From a foreign investors’ darling to a slowing economy prone to risky policy flip-flops, the turnaround of India’s image has been as rapid as the sizzling growth it had once peaked between 2004 and 2008. On Monday, Fitch Ratings, a US credit rating group, joined some of its global peers in launching a scathing attack on India’s economic management — or the lack of it.
Fitch’s commentary came exactly a week after Standard & Poor’s spared no punches in slamming the current political leadership for the collapse of the India growth story. Moody’s, the third of the ‘big-three’ credit rating agencies that global corporations and governments now dread but can’t ignore, added its bit when it warned that India will slip into stagflation — an economic situation characterised by flat income growth, soaring prices and rising unemployment.
In each of these annotations the phraseology is uncannily similar: stalled reforms, policy missteps, mounting deficits, galloping inflation, fractious politics and creaky infrastructure — all hues of a slowdown are showing up at the same time. The reports’ striking resemblances of the contents and their timing have drawn scorn from the Indian government.
Credit rating agencies, chief economic adviser Kaushik Basu remarked, weren’t immune to suffering from “herd mentality” — an animal characteristic where you follow the herd rather than labouring to reason out hard facts. The don’t-read-too-much into these reports’ argument has its own set of merits, but it would still be prudent not to risk economising on facts, which, as recent data mirrors, appear intimidating. Rating agencies serve global capital, they highlight the risk a country or a company carries and have often been accused of being light on the European Union (EU) and hard on Asia.

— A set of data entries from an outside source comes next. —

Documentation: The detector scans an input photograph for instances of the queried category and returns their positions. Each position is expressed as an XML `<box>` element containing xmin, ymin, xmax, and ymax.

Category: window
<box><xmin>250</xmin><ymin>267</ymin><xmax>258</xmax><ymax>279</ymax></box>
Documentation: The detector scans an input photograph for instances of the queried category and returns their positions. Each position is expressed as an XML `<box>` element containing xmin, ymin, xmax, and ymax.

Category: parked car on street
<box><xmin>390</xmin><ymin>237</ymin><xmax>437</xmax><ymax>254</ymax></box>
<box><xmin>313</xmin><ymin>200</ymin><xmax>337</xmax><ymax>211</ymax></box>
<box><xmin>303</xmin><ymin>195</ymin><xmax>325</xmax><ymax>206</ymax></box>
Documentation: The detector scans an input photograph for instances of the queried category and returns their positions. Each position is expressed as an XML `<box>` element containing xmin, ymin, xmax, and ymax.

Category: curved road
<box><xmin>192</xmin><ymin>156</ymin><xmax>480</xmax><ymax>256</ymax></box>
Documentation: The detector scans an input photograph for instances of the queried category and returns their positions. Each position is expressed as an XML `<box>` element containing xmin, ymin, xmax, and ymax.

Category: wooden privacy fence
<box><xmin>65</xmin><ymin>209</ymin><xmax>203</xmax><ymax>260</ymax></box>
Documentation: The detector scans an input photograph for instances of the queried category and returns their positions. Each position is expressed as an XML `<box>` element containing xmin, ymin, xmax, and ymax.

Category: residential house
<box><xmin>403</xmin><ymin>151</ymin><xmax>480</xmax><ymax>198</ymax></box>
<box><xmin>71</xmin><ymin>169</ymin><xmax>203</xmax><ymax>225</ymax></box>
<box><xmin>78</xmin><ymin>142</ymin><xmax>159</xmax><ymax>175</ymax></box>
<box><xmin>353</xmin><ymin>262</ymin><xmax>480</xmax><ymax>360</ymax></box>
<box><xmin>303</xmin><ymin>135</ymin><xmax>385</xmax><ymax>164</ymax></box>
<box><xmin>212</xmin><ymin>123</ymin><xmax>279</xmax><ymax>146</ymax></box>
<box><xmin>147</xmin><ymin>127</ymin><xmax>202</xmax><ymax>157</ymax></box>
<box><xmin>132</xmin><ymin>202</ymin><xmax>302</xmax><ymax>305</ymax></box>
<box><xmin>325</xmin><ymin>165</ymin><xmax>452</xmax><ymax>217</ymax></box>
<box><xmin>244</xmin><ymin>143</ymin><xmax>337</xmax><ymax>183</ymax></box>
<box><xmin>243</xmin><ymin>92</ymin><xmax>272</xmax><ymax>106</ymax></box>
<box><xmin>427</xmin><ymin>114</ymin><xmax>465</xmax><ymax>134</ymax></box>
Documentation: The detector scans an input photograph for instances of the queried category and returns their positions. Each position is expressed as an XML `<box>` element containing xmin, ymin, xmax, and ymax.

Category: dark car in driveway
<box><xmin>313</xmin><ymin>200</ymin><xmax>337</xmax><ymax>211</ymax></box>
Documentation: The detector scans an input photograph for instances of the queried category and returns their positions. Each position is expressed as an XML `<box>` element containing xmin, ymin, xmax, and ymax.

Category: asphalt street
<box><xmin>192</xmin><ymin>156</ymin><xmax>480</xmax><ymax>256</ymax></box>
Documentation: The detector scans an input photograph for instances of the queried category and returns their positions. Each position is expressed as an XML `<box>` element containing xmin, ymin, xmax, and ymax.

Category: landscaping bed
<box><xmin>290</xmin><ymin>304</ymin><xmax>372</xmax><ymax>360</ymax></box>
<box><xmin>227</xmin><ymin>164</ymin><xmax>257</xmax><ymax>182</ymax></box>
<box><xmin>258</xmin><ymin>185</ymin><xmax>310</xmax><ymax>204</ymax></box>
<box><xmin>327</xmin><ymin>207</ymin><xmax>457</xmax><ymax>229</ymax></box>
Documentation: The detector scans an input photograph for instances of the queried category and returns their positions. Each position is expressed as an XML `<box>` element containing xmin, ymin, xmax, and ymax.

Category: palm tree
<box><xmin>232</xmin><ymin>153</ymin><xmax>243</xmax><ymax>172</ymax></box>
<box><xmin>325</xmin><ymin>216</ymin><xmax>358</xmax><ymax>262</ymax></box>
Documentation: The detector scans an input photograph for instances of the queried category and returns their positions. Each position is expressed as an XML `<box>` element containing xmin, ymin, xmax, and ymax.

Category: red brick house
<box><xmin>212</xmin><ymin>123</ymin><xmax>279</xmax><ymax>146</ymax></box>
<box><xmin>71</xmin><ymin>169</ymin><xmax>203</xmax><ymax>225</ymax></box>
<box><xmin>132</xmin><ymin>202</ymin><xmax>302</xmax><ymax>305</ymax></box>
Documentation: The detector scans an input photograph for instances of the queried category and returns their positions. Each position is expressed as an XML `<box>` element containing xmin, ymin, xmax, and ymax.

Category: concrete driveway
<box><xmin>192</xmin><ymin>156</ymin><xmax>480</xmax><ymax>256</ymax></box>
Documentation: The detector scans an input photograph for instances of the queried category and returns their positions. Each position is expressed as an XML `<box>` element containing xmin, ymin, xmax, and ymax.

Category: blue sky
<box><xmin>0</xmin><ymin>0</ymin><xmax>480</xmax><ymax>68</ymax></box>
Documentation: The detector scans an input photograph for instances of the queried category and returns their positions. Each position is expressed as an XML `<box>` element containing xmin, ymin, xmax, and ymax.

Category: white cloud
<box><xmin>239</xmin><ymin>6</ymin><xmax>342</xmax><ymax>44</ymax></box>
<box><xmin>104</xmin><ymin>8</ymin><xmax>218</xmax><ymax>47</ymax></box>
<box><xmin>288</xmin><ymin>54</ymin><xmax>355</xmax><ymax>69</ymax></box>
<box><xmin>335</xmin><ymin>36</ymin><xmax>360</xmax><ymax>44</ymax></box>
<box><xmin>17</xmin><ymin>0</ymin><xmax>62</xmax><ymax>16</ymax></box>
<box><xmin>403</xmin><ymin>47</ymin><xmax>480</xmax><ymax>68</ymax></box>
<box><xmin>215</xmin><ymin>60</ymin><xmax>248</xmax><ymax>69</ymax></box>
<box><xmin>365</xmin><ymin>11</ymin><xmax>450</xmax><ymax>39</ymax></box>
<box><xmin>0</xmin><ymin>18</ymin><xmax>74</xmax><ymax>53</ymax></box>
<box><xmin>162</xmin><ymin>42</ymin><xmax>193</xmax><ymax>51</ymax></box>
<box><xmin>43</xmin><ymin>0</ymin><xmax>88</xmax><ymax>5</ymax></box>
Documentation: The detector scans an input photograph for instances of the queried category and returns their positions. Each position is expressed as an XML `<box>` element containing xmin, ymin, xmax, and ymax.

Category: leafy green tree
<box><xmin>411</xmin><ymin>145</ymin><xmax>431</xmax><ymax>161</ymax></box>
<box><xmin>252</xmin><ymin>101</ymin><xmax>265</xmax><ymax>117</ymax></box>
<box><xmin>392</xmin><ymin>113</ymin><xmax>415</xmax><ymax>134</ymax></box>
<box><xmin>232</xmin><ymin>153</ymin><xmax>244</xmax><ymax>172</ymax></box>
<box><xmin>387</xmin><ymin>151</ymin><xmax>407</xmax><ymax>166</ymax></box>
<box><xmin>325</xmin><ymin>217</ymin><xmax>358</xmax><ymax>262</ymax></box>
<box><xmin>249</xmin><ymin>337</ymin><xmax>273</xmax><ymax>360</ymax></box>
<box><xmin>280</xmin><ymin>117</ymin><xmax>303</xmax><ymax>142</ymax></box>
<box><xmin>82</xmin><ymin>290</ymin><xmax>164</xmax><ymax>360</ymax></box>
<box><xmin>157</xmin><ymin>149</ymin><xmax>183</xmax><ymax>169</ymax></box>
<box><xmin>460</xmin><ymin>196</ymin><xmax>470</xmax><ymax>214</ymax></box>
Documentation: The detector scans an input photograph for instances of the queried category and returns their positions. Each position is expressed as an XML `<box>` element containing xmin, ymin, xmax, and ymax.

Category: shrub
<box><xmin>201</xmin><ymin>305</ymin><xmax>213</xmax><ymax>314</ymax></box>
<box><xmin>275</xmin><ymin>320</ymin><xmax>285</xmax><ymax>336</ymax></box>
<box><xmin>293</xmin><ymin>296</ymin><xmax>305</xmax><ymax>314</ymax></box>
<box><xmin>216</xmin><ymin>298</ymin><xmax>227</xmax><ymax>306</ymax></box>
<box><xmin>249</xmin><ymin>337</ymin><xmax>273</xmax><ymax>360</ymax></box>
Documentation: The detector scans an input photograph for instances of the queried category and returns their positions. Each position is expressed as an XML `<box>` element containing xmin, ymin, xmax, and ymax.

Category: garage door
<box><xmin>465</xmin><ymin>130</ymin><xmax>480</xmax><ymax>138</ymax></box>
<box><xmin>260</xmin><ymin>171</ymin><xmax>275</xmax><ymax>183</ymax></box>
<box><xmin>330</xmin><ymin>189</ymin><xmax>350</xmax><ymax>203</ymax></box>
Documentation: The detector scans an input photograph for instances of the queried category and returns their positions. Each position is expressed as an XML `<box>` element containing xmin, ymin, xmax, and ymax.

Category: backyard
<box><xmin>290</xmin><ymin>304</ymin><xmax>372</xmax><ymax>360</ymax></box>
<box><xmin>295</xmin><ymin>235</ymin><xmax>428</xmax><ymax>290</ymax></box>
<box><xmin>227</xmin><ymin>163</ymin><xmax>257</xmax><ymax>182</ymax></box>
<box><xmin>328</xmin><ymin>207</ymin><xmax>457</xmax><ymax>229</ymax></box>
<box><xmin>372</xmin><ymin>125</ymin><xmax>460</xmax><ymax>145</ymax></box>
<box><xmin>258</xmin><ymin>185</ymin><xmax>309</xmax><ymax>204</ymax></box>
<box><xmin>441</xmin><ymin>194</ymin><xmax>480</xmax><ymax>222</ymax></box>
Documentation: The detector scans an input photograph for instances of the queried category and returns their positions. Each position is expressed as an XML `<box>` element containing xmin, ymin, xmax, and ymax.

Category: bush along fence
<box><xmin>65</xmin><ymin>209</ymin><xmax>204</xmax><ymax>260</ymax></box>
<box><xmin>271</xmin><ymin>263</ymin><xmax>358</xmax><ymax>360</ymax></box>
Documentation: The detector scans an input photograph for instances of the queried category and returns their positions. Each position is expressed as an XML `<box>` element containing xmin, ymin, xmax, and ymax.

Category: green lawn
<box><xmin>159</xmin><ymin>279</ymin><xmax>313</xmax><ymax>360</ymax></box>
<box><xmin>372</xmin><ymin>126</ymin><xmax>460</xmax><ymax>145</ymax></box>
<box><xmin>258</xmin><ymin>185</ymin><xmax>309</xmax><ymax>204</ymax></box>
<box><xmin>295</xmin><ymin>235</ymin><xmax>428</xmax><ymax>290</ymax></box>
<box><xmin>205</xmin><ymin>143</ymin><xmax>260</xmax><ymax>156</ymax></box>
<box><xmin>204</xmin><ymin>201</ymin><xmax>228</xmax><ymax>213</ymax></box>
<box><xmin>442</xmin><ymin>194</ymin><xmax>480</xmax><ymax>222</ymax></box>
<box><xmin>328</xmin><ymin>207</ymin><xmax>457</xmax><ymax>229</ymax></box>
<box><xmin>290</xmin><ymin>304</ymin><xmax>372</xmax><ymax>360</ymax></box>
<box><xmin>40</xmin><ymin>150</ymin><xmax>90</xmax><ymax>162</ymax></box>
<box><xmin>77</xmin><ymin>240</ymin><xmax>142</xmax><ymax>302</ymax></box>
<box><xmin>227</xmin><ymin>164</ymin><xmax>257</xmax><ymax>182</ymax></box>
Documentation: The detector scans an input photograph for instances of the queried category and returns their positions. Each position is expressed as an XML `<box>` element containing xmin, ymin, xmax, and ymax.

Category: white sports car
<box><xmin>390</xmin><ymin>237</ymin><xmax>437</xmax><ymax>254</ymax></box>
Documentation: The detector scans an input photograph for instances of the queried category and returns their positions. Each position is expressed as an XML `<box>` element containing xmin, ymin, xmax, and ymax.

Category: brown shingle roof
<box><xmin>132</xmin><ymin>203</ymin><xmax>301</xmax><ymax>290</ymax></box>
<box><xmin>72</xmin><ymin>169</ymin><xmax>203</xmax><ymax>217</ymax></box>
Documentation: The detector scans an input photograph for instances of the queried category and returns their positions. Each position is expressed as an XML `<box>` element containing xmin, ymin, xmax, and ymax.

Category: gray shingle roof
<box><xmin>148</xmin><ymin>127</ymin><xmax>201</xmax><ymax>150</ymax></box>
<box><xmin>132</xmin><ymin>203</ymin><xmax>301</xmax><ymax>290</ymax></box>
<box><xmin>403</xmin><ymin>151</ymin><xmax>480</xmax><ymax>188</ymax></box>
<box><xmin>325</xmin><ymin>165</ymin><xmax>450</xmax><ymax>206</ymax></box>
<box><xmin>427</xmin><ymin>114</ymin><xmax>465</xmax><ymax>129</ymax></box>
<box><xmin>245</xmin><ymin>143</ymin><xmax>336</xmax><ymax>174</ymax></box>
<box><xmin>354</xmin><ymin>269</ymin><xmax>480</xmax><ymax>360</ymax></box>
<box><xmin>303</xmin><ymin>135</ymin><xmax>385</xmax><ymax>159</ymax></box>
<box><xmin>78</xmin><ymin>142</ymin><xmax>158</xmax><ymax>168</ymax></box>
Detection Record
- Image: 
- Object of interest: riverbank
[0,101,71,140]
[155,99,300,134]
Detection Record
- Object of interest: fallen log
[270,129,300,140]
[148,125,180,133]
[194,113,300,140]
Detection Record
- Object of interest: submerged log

But ignoring the warning signals, most of which have been highlighted in this newspaper as well as in the larger political discourse, would be to let go of the opportunity in this moment of crisis when India’s GDP growth has crashed from more than 9% to a little over 5%.
The road ahead is clear to all — push infrastructure investment and ride the multiplier; open employment-intensive sectors and see jobs soar; welcome global capital where domestic risk isn’t able to or willing to go; or if you don’t like the colour of money, open the defence sector to private Indian capital and see capacity-building take place in a sector that’s the most strategic and one that creates high-tech jobs. But before that, the Congress needs to learn one word and use it thrice over: engagement.
First, bring dissenters within the party who want to take India back to the coercive 1970s rather than leading it to a brighter 2020.
Second, create pipelines with its own allies, notably the volatile Mamata Banerjee’s Trinamool Congress.
Third, work with the principal Opposition party, the BJP, that has assured, for instance, to back the Pensions Bill that the Standing Committee has cleared.
All told, it’s time politicians worked together to sell and serve economic growth as a priority, rather than on who will occupy India’s most sought-after address at Rashtrapati Bhavan.